Les élèves participant au projet avec le Togo ont accueilli le slameur MESKO pour un atelier d’écriture qui donne de la voix au projet solidaire mené avec le collège-lycée d’Aného Ville. À travers le slam, ils transforment tout ce qu’ils ont découvert sur le cacao et le chocolat en textes poétiques engagés, afin de mieux comprendre et faire comprendre les enjeux d’un commerce plus juste.
Depuis plusieurs semaines, les collégiens explorent la filière cacao-chocolat : culture du cacaoyer au Togo, transformation en chocolat, impacts économiques, sociaux et environnementaux, ainsi que les principes du commerce équitable. L’atelier slam leur permet désormais de revisiter ces connaissances, de les relier à leurs émotions et de les partager. En devenant auteurs et interprètes, les élèves donnent de la visibilité aux producteurs de cacao et interrogent leur propre rôle de consommateurs. A travers leurs textes, les jeunes questionnent les inégalités de revenus, les conditions de travail, l’impact environnemental des cultures et l’importance d’une consommation responsable. Le projet articule ainsi culture générale, éducation à la citoyenneté mondiale, et pratique artistique, tout en renforçant la maîtrise de l’oral et de l’écrit.

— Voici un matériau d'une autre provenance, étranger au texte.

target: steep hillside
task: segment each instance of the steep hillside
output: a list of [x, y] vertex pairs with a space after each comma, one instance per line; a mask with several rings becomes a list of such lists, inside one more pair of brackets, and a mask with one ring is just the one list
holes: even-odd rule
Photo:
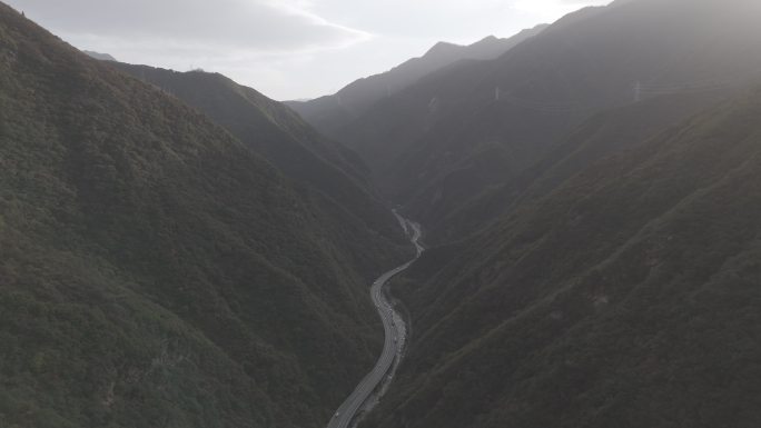
[[[716, 90], [651, 98], [595, 115], [533, 167], [504, 185], [485, 190], [454, 186], [433, 205], [416, 200], [409, 209], [427, 219], [428, 243], [449, 242], [486, 229], [512, 207], [546, 196], [586, 167], [629, 150], [681, 120], [714, 107], [737, 91]], [[470, 192], [478, 192], [475, 197]], [[467, 200], [467, 203], [463, 203]]]
[[760, 115], [749, 91], [428, 251], [365, 426], [758, 426]]
[[329, 207], [333, 222], [366, 229], [366, 236], [357, 238], [372, 241], [379, 235], [389, 243], [404, 242], [396, 218], [375, 195], [357, 155], [320, 136], [286, 106], [221, 74], [113, 66], [197, 108], [286, 176], [314, 189]]
[[597, 112], [761, 72], [761, 3], [633, 0], [587, 8], [492, 61], [434, 72], [340, 131], [426, 222], [517, 179]]
[[401, 258], [0, 4], [0, 426], [322, 427]]
[[379, 100], [403, 92], [421, 78], [463, 60], [494, 59], [546, 26], [523, 30], [508, 39], [487, 37], [470, 46], [439, 42], [421, 58], [413, 58], [384, 73], [359, 79], [338, 93], [306, 102], [288, 104], [306, 120], [329, 136], [339, 136], [343, 127], [362, 116]]

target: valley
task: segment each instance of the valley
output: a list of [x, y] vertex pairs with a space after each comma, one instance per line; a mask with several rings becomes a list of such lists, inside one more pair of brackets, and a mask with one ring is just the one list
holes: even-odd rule
[[761, 424], [759, 1], [77, 1], [0, 3], [0, 427]]

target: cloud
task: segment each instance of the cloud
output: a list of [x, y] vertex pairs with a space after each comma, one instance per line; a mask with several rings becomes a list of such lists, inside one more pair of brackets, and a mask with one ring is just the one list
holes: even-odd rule
[[201, 50], [298, 51], [338, 48], [369, 34], [276, 0], [11, 0], [73, 39]]

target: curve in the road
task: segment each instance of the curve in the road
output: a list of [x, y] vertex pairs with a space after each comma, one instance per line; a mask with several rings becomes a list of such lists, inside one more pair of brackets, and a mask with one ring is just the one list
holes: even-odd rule
[[348, 428], [352, 420], [356, 416], [357, 411], [367, 401], [373, 391], [383, 381], [388, 370], [394, 364], [394, 359], [397, 355], [397, 340], [399, 338], [401, 326], [394, 324], [394, 309], [391, 303], [386, 301], [383, 297], [383, 288], [386, 286], [388, 280], [394, 278], [394, 276], [405, 271], [409, 266], [412, 266], [415, 260], [423, 253], [423, 246], [419, 243], [421, 239], [421, 227], [394, 212], [399, 219], [399, 222], [404, 227], [405, 231], [411, 235], [411, 241], [415, 245], [416, 255], [415, 258], [395, 269], [387, 271], [382, 275], [381, 278], [373, 282], [370, 288], [370, 297], [373, 298], [373, 303], [383, 320], [383, 328], [386, 334], [386, 340], [383, 346], [383, 352], [375, 364], [373, 371], [367, 374], [364, 379], [357, 385], [348, 398], [340, 405], [338, 410], [334, 414], [327, 428]]

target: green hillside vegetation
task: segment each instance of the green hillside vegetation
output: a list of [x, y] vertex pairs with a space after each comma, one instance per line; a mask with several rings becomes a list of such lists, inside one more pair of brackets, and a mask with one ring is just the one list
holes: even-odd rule
[[[587, 166], [630, 149], [632, 146], [676, 127], [701, 110], [713, 108], [733, 90], [675, 93], [656, 97], [595, 115], [576, 128], [541, 161], [504, 185], [487, 187], [476, 197], [449, 193], [448, 203], [414, 210], [428, 219], [429, 243], [445, 243], [467, 237], [488, 226], [511, 208], [544, 197]], [[477, 191], [474, 189], [466, 189]], [[462, 199], [467, 200], [466, 203]]]
[[521, 186], [570, 132], [638, 93], [646, 100], [725, 90], [757, 78], [759, 4], [632, 0], [586, 8], [497, 59], [427, 74], [338, 137], [408, 217], [433, 226], [491, 188]]
[[403, 256], [324, 201], [0, 4], [0, 426], [324, 426]]
[[760, 115], [749, 91], [428, 251], [364, 426], [758, 426]]
[[404, 243], [396, 218], [375, 196], [369, 171], [358, 156], [320, 136], [286, 106], [221, 74], [115, 66], [197, 108], [286, 176], [313, 189], [330, 207], [330, 221], [364, 223], [376, 233], [359, 240], [385, 237], [389, 243]]
[[526, 29], [508, 39], [490, 36], [470, 46], [438, 42], [424, 56], [375, 76], [356, 80], [337, 93], [310, 101], [290, 101], [288, 106], [328, 136], [342, 136], [342, 128], [367, 112], [378, 101], [405, 90], [436, 70], [464, 60], [487, 60], [541, 33], [547, 26]]

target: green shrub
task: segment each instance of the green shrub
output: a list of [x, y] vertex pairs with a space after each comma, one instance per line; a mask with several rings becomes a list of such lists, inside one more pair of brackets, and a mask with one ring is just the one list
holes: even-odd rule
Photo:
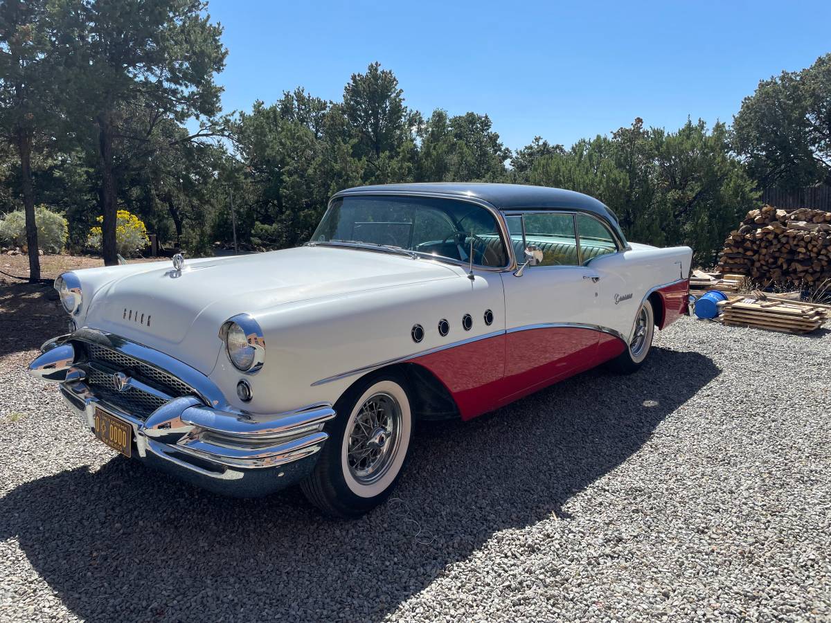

Lors de cette première séance, MESKO a présenté l’histoire et les codes du slam, montrant comment cette forme poétique contemporaine permet de parler du monde, de soi et des autres de façon percutante. Guidés par l’artiste, les élèves ont commencé à mettre en mots ce qu’ils ont appris et ressenti, ils transforment des données et des chiffres en images, en récits et en prises de position personnelles. Cette mise en forme poétique vivante facilite la mise en rythme de messages forts sur la justice économique et la solidarité internationale.
Les élèves ont constitué un corpus de mots, d’expressions et d’informations liés à la filière cacao-chocolat et à l’objectif de développement durable n°12 (consommation et production responsables), qui servira de base à leurs textes. Des jeux linguistiques, des écoutes de textes et de premiers essais d’écriture ont permis à chacun de trouver sa voix, d’oser dire et d’imaginer comment faire rimer cacao, justice et solidarité.
Au fil des séances, les collégiens continueront à écrire, réécrire et mettre en scène leurs slams, jusqu’à une restitution devant leurs correspondants d’Aného-Ville. Ainsi, le projet solidaire prend une dimension nouvelle, où la créativité des élèves devient un véritable vecteur de sensibilisation et d’engagement.